Funciona dependendo do esquema tático, da capacidade técnica e da genialidade dos atletas que o treinador tem à disposição.
AMPLITUDE DE JOGO
Uma maneira de abrir buracos na defesa adversária é estender ao máximo a largura do campo com a presença dos pontas (esquerda e direita) —atletas do setor ofensivo especializados em cruzamentos para dentro da área ou dribles em diagonal, visando o gol adversário.
Ao atacarem o espaço pelas beiradas, cada ponta “puxa” ao menos um defensor para perto de si, esgarçando a última linha de jogadores que protegem a meta, antes do goleiro.

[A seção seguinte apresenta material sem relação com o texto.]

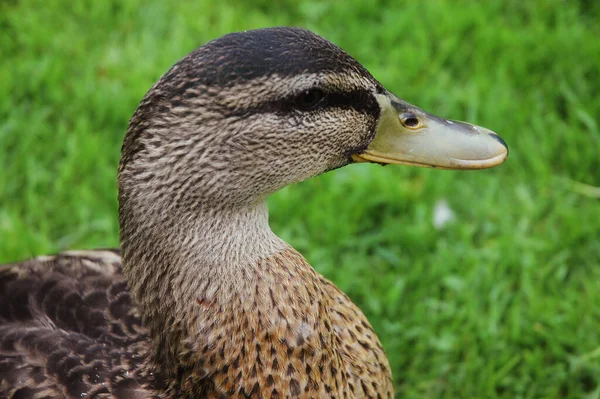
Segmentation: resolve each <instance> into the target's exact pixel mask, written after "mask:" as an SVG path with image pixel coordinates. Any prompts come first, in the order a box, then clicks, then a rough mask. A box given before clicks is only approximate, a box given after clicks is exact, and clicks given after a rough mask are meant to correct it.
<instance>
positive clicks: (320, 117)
mask: <svg viewBox="0 0 600 399" xmlns="http://www.w3.org/2000/svg"><path fill="white" fill-rule="evenodd" d="M506 156H507V148H506V144H505V143H504V142H503V141H502V140H501V139H500V138H499V137H498V136H497V135H495V134H494V133H492V132H491V131H489V130H487V129H484V128H480V127H476V126H473V125H469V124H466V123H462V122H450V121H447V120H444V119H441V118H438V117H436V116H433V115H431V114H428V113H426V112H424V111H422V110H420V109H419V108H416V107H414V106H412V105H410V104H408V103H406V102H404V101H402V100H401V99H399V98H398V97H396V96H394V95H393V94H392V93H390V92H388V91H386V90H385V89H384V88H383V86H382V85H381V84H380V83H379V82H377V80H375V79H374V78H373V77H372V76H371V75H370V74H369V72H367V71H366V70H365V68H363V67H362V66H361V65H360V64H359V63H358V62H357V61H355V60H354V59H353V58H351V57H350V56H349V55H348V54H346V53H345V52H344V51H342V50H341V49H340V48H338V47H336V46H335V45H333V44H331V43H330V42H328V41H327V40H325V39H323V38H321V37H319V36H317V35H315V34H313V33H311V32H309V31H307V30H303V29H296V28H274V29H262V30H255V31H247V32H242V33H233V34H230V35H226V36H224V37H222V38H220V39H217V40H214V41H212V42H210V43H208V44H206V45H204V46H202V47H200V48H199V49H197V50H196V51H193V52H192V53H190V54H189V55H188V56H186V57H185V58H183V59H182V60H181V61H179V62H178V63H177V64H175V66H173V67H172V68H171V69H170V70H169V71H168V72H167V73H166V74H165V75H164V76H163V77H162V78H161V79H160V80H159V81H158V83H157V84H155V85H154V86H153V87H152V88H151V89H150V91H149V92H148V94H147V95H146V96H145V97H144V99H143V100H142V102H141V104H140V105H139V107H138V109H137V111H136V112H135V114H134V116H133V118H132V119H131V122H130V124H129V129H128V131H127V134H126V136H125V141H124V144H123V149H122V155H121V162H120V165H119V176H118V181H119V222H120V226H121V246H122V252H121V256H119V252H118V251H82V252H67V253H63V254H60V255H57V256H51V257H42V258H37V259H34V260H31V261H26V262H23V263H19V264H13V265H8V266H5V267H4V268H3V269H2V271H1V272H0V392H1V395H0V396H2V397H7V396H8V397H13V398H58V397H83V396H89V397H107V396H108V397H110V396H112V397H119V398H125V397H127V398H145V397H160V398H180V397H190V398H191V397H194V398H224V397H231V398H284V397H285V398H293V397H302V398H305V397H306V398H309V397H310V398H325V397H328V398H383V397H385V398H391V397H392V395H393V393H392V392H393V389H392V378H391V373H390V367H389V365H388V361H387V359H386V356H385V354H384V351H383V349H382V347H381V344H380V343H379V340H378V339H377V336H376V335H375V333H374V332H373V330H372V328H371V326H370V325H369V322H368V321H367V319H366V318H365V316H364V315H363V314H362V312H361V311H360V310H359V309H358V308H357V307H356V305H354V304H353V303H352V301H351V300H350V299H349V298H348V297H347V296H346V295H344V293H342V292H341V291H340V290H339V289H338V288H337V287H336V286H335V285H333V284H332V283H331V282H330V281H328V280H327V279H325V278H324V277H323V276H321V275H320V274H318V273H317V272H315V271H314V270H313V268H312V267H311V266H310V265H309V264H308V263H307V262H306V260H304V258H303V257H302V256H301V255H300V254H299V253H298V252H296V251H295V250H294V249H293V248H292V247H290V246H289V245H288V244H286V243H285V242H283V241H282V240H281V239H280V238H278V237H277V236H276V235H275V234H274V233H273V232H272V231H271V229H270V228H269V224H268V220H267V219H268V215H267V205H266V198H267V196H268V195H270V194H271V193H273V192H275V191H277V190H278V189H280V188H282V187H284V186H286V185H288V184H292V183H296V182H300V181H302V180H305V179H308V178H310V177H312V176H315V175H318V174H320V173H324V172H327V171H329V170H332V169H336V168H339V167H341V166H345V165H348V164H350V163H353V162H363V161H369V162H376V163H380V164H386V163H400V164H409V165H419V166H430V167H439V168H448V169H461V168H470V169H475V168H487V167H491V166H494V165H497V164H499V163H501V162H502V161H503V160H504V159H505V158H506Z"/></svg>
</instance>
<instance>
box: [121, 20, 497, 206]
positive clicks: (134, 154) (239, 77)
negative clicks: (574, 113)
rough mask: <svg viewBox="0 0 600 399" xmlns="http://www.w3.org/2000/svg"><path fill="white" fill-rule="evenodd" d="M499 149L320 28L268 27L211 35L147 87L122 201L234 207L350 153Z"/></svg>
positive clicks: (313, 172)
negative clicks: (404, 95)
mask: <svg viewBox="0 0 600 399" xmlns="http://www.w3.org/2000/svg"><path fill="white" fill-rule="evenodd" d="M507 155H508V149H507V146H506V143H505V142H504V141H503V140H502V139H501V138H500V137H499V136H498V135H496V134H495V133H493V132H492V131H490V130H488V129H485V128H482V127H478V126H475V125H471V124H468V123H464V122H456V121H450V120H446V119H443V118H440V117H437V116H434V115H432V114H430V113H427V112H425V111H423V110H421V109H419V108H417V107H415V106H413V105H411V104H409V103H407V102H405V101H403V100H401V99H400V98H399V97H397V96H395V95H394V94H392V93H391V92H389V91H387V90H386V89H385V88H384V87H383V86H382V85H381V84H380V83H379V82H378V81H377V80H376V79H375V78H374V77H373V76H371V74H370V73H369V72H368V71H367V70H366V69H365V68H364V67H363V66H362V65H361V64H359V63H358V62H357V61H356V60H354V59H353V58H352V57H351V56H349V55H348V54H347V53H346V52H344V51H343V50H341V49H340V48H339V47H337V46H335V45H334V44H332V43H330V42H329V41H327V40H325V39H323V38H322V37H320V36H318V35H316V34H314V33H312V32H310V31H308V30H305V29H299V28H269V29H260V30H253V31H246V32H240V33H233V34H229V35H226V36H223V37H221V38H219V39H216V40H213V41H211V42H209V43H207V44H206V45H204V46H202V47H200V48H199V49H197V50H195V51H193V52H192V53H190V54H189V55H187V56H186V57H184V58H183V59H182V60H180V61H179V62H178V63H176V64H175V65H174V66H173V67H172V68H171V69H170V70H169V71H168V72H167V73H166V74H165V75H164V76H163V77H162V78H161V79H160V80H159V82H157V83H156V84H155V85H154V86H153V87H152V89H151V90H150V91H149V92H148V94H147V95H146V96H145V97H144V99H143V100H142V102H141V104H140V106H139V108H138V109H137V111H136V113H135V115H134V116H133V118H132V120H131V122H130V126H129V130H128V133H127V135H126V137H125V141H124V145H123V151H122V158H121V164H120V169H119V185H120V193H121V194H120V195H121V202H123V201H127V199H128V198H140V197H144V198H146V200H147V201H149V202H148V206H150V207H156V208H160V209H162V210H165V209H168V208H179V209H181V208H185V209H191V208H194V207H197V206H207V204H209V206H217V207H218V206H238V205H247V204H250V203H255V202H257V201H260V200H263V199H264V198H265V197H266V196H268V195H269V194H271V193H273V192H274V191H277V190H278V189H280V188H282V187H284V186H286V185H289V184H292V183H296V182H299V181H302V180H305V179H307V178H310V177H312V176H315V175H318V174H320V173H323V172H327V171H329V170H332V169H336V168H339V167H342V166H345V165H347V164H350V163H354V162H365V161H367V162H375V163H379V164H406V165H414V166H424V167H436V168H443V169H483V168H489V167H492V166H495V165H498V164H500V163H502V162H503V161H504V160H505V159H506V157H507ZM157 187H160V190H157Z"/></svg>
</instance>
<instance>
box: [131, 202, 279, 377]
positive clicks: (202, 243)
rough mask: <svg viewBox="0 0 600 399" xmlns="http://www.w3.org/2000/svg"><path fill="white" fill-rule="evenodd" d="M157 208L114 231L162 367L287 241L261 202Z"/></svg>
mask: <svg viewBox="0 0 600 399" xmlns="http://www.w3.org/2000/svg"><path fill="white" fill-rule="evenodd" d="M162 215H163V216H162V220H161V219H160V218H159V217H158V215H155V216H156V217H155V218H151V217H144V218H140V220H135V221H131V220H130V221H129V223H122V226H121V231H122V232H121V234H122V250H123V267H124V273H125V276H126V278H127V280H128V284H129V287H130V290H131V292H132V294H133V297H134V300H135V301H136V302H137V305H138V307H139V309H140V312H141V315H142V318H143V320H144V323H145V325H146V327H147V328H149V329H150V335H151V337H153V339H154V353H153V357H154V358H155V361H157V362H159V363H160V364H163V365H165V367H167V366H166V365H173V364H177V363H178V361H180V360H181V359H180V357H181V353H182V352H185V351H186V350H188V349H190V348H188V349H186V348H185V346H186V345H189V344H190V342H194V346H195V345H196V344H197V342H198V336H200V335H202V334H203V332H202V331H200V330H201V329H202V328H204V327H205V325H206V323H210V320H208V318H209V317H210V314H211V312H212V311H213V310H215V309H220V312H224V313H227V312H228V311H230V310H232V311H233V306H232V303H233V302H234V301H237V300H239V298H243V297H244V296H246V295H248V293H250V292H252V291H253V290H254V288H253V287H254V286H255V284H256V281H255V279H256V269H257V267H258V265H259V264H260V262H261V260H263V259H267V258H270V257H273V256H274V255H275V254H277V253H278V252H281V251H283V250H285V249H286V248H289V246H287V244H285V243H284V242H283V241H282V240H281V239H279V238H278V237H277V236H276V235H275V234H274V233H273V232H272V231H271V229H270V227H269V223H268V210H267V204H266V201H265V202H261V203H258V204H255V205H252V206H248V207H245V208H239V209H225V208H221V209H216V208H211V209H206V210H200V211H198V210H196V211H195V213H194V215H170V216H168V212H166V213H163V214H162ZM167 219H168V220H167ZM150 220H152V221H153V223H152V222H150ZM159 220H160V222H158V221H159ZM173 221H177V223H174V222H173ZM151 223H152V224H151ZM182 346H183V347H182Z"/></svg>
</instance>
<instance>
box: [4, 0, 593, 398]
mask: <svg viewBox="0 0 600 399" xmlns="http://www.w3.org/2000/svg"><path fill="white" fill-rule="evenodd" d="M273 25H298V26H303V27H306V28H309V29H312V30H314V31H316V32H317V33H319V34H321V35H323V36H325V37H327V38H328V39H330V40H332V41H333V42H335V43H337V44H338V45H340V46H341V47H343V48H344V49H346V50H347V51H348V52H350V54H352V55H353V56H354V57H355V58H357V59H358V60H359V61H360V62H362V63H363V64H364V65H365V66H366V67H367V68H368V69H369V70H370V71H371V72H372V73H373V75H374V76H375V77H376V78H378V79H379V80H380V81H381V82H382V83H383V84H384V85H385V86H386V87H387V88H388V89H390V90H391V91H393V92H395V93H396V94H397V95H399V96H400V97H402V98H404V99H406V100H407V101H409V102H412V103H414V104H416V105H419V106H421V107H423V108H425V109H427V110H429V111H431V112H433V113H436V114H438V115H440V116H446V117H449V118H453V119H463V120H467V121H470V122H474V123H478V124H481V125H483V126H486V127H489V128H491V129H493V130H495V131H497V132H498V133H500V134H501V135H502V137H504V138H505V139H506V141H507V142H508V143H509V146H510V149H511V153H510V157H509V159H508V161H507V163H506V164H505V165H503V166H501V167H498V168H495V169H492V170H488V171H481V172H449V171H437V170H423V169H411V168H407V167H388V168H385V169H384V168H380V167H377V166H375V165H353V166H350V167H347V168H344V169H342V170H339V171H336V172H333V173H329V174H326V175H324V176H320V177H318V178H316V179H313V180H311V181H308V182H305V183H302V184H300V185H297V186H294V187H289V188H287V189H285V190H283V191H282V192H280V193H278V194H277V195H275V196H274V197H273V198H271V200H270V206H271V223H272V226H273V229H274V230H275V231H276V232H277V233H278V234H280V235H281V236H282V237H283V238H285V239H286V240H287V241H289V242H290V243H292V244H293V245H294V246H295V247H296V248H298V249H299V250H300V251H301V252H302V253H303V254H304V255H305V256H306V257H307V258H308V260H309V261H310V262H311V263H312V264H313V265H314V266H315V267H316V269H318V270H319V271H320V272H322V273H323V274H325V275H326V276H328V277H329V278H330V279H332V280H333V281H334V282H335V283H336V284H338V285H339V286H340V287H341V288H342V289H343V290H344V291H346V292H347V293H348V294H349V295H350V296H351V297H352V298H353V299H354V300H355V301H356V302H357V303H358V304H359V305H360V307H361V308H362V309H363V310H364V311H365V313H366V314H367V316H368V317H369V319H370V321H371V322H372V324H373V325H374V328H375V329H376V331H377V332H378V334H379V336H380V337H381V340H382V342H383V344H384V346H385V348H386V350H387V353H388V355H389V358H390V361H391V364H392V367H393V372H394V379H395V386H396V390H397V392H398V396H399V397H400V396H402V397H406V398H599V397H600V296H599V292H600V290H599V289H600V239H599V237H600V199H599V197H600V194H599V192H598V191H599V189H598V188H597V187H598V186H600V128H599V124H600V121H599V115H600V94H599V93H600V3H599V2H595V1H593V0H589V1H583V0H582V1H574V0H573V1H558V0H556V1H543V0H539V1H528V2H522V1H516V0H514V1H512V0H509V1H501V0H490V1H486V2H478V1H466V0H459V1H450V0H446V1H444V0H439V1H419V2H418V1H395V2H393V1H389V2H386V1H376V0H372V1H354V0H346V1H345V2H338V3H334V2H318V1H300V2H297V1H292V0H288V1H273V0H260V1H252V2H244V1H241V0H240V1H219V2H212V1H209V0H195V1H182V2H164V1H159V0H146V1H141V0H127V1H102V2H100V1H97V2H92V1H66V0H45V1H41V0H12V1H10V0H8V1H2V2H0V33H1V34H0V261H2V262H9V261H16V260H19V259H23V258H28V257H32V256H36V255H41V254H46V253H53V252H57V251H61V250H65V249H69V248H73V249H74V248H94V247H107V246H109V247H110V246H117V245H118V224H117V202H116V183H115V175H116V167H117V164H118V159H119V152H120V145H121V140H122V137H123V134H124V132H125V129H126V126H127V121H128V118H129V117H130V116H131V114H132V113H133V111H134V110H135V107H136V105H137V103H138V102H139V100H140V99H141V97H142V96H143V94H144V93H145V92H146V91H147V90H148V88H149V87H150V86H151V85H152V83H153V82H154V81H155V80H157V79H158V77H159V76H160V75H161V74H162V73H163V72H165V71H166V70H167V69H168V67H169V66H170V65H172V64H173V63H174V62H175V61H176V60H178V59H179V58H181V57H182V56H184V55H185V54H186V53H187V52H189V51H190V50H192V49H194V48H195V47H197V46H199V45H201V44H202V43H204V42H206V41H208V40H209V39H212V38H215V37H218V36H220V35H222V34H225V33H227V32H231V31H238V30H244V29H250V28H257V27H265V26H273ZM595 187H596V188H595ZM440 201H446V202H447V204H448V206H449V208H450V209H451V210H452V212H453V214H454V220H453V221H451V222H449V223H447V224H446V225H444V226H443V227H437V228H436V227H435V226H434V223H433V219H434V214H435V212H434V209H435V205H436V204H439V203H440Z"/></svg>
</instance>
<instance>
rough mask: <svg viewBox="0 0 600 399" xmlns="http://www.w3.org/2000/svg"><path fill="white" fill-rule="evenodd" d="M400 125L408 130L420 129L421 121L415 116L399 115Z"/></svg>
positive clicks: (412, 115)
mask: <svg viewBox="0 0 600 399" xmlns="http://www.w3.org/2000/svg"><path fill="white" fill-rule="evenodd" d="M400 123H402V124H403V125H404V126H405V127H407V128H409V129H417V128H419V127H421V121H420V120H419V118H417V116H416V115H415V114H411V113H406V114H402V115H400Z"/></svg>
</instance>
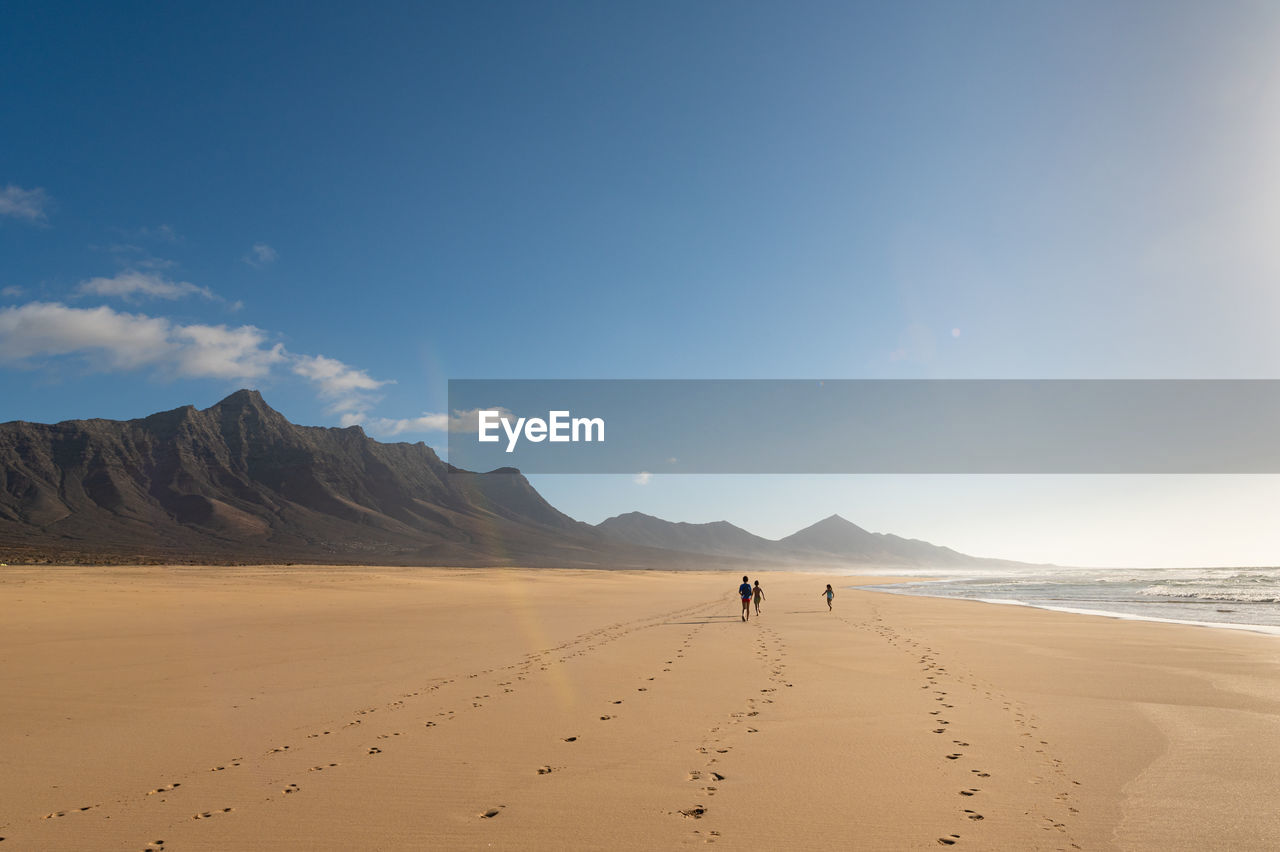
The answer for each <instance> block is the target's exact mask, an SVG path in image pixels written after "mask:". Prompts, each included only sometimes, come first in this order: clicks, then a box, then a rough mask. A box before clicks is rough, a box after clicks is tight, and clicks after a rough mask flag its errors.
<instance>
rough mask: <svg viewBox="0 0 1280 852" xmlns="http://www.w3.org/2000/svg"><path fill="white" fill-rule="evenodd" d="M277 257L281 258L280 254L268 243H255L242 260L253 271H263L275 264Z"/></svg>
mask: <svg viewBox="0 0 1280 852" xmlns="http://www.w3.org/2000/svg"><path fill="white" fill-rule="evenodd" d="M276 257H279V253H276V251H275V249H274V248H271V247H270V246H268V244H266V243H253V247H252V248H250V249H248V253H247V255H244V257H242V258H241V260H243V261H244V262H246V264H248V265H250V266H252V267H253V269H262V267H264V266H270V265H271V264H274V262H275V258H276Z"/></svg>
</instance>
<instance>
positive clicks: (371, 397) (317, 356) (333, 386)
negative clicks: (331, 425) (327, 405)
mask: <svg viewBox="0 0 1280 852" xmlns="http://www.w3.org/2000/svg"><path fill="white" fill-rule="evenodd" d="M289 368H291V370H292V371H293V374H296V375H298V376H302V377H303V379H306V380H307V381H310V383H312V384H314V385H315V386H316V389H317V390H319V391H320V395H321V397H323V398H325V399H328V400H329V413H332V414H342V416H343V425H349V422H347V421H348V420H349V417H351V416H355V414H357V413H358V416H360V417H364V412H365V411H367V409H369V408H370V407H371V406H372V404H374V403H375V402H378V397H375V395H374V394H372V391H375V390H378V389H379V388H381V386H383V385H389V384H393V383H392V381H390V380H379V379H374V377H372V376H370V375H369V374H367V372H365V371H364V370H357V368H356V367H352V366H349V365H346V363H343V362H342V361H338V359H337V358H326V357H325V356H292V363H291V367H289ZM357 422H358V421H357Z"/></svg>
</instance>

Um jogador rápido, infiltrado pelo meio, ou um bom driblador —como Lionel Messi— pode tirar proveito do cenário para sair “na cara do gol”. Esquemas com três jogadores na defesa podem ficar em apuros diante de equipes que sabem dar mais amplitude ao jogo ofensivo.
PRESSÃO ALTA E BAIXA
A primeira linha de defesa de um time quando está sem a bola é a dos atacantes. O volume de marcação que os jogadores mais adiantados exercem na saída do adversário determina o nível da pressão.
Equipes que “apertam” o adversário antes da bola chegar ao meio de campo adotam pressão alta. Os times que permitem ao adversário avançar à metade do campo tendem a assumir uma pressão mais baixa.
Brasil e França são duas seleções que pressionam os adversários quando eles ainda estão no campo de defesa. Mas, durante a derrota por 2 a 1 para a Noruega, o volante brasileiro Casemiro reconheceu que faltou marcação: “Poderíamos ter caprichado na pressão”.
Ainda existem centroavantes clássicos, como o norueguês Erling Haaland —camisa 9 que espera a bola chegar no pé. Mas a tendência é que os atacantes se insiram cada vez mais nas táticas de defesa, como fazem o espanhol Lamine Yamal e o francês Michael Olise.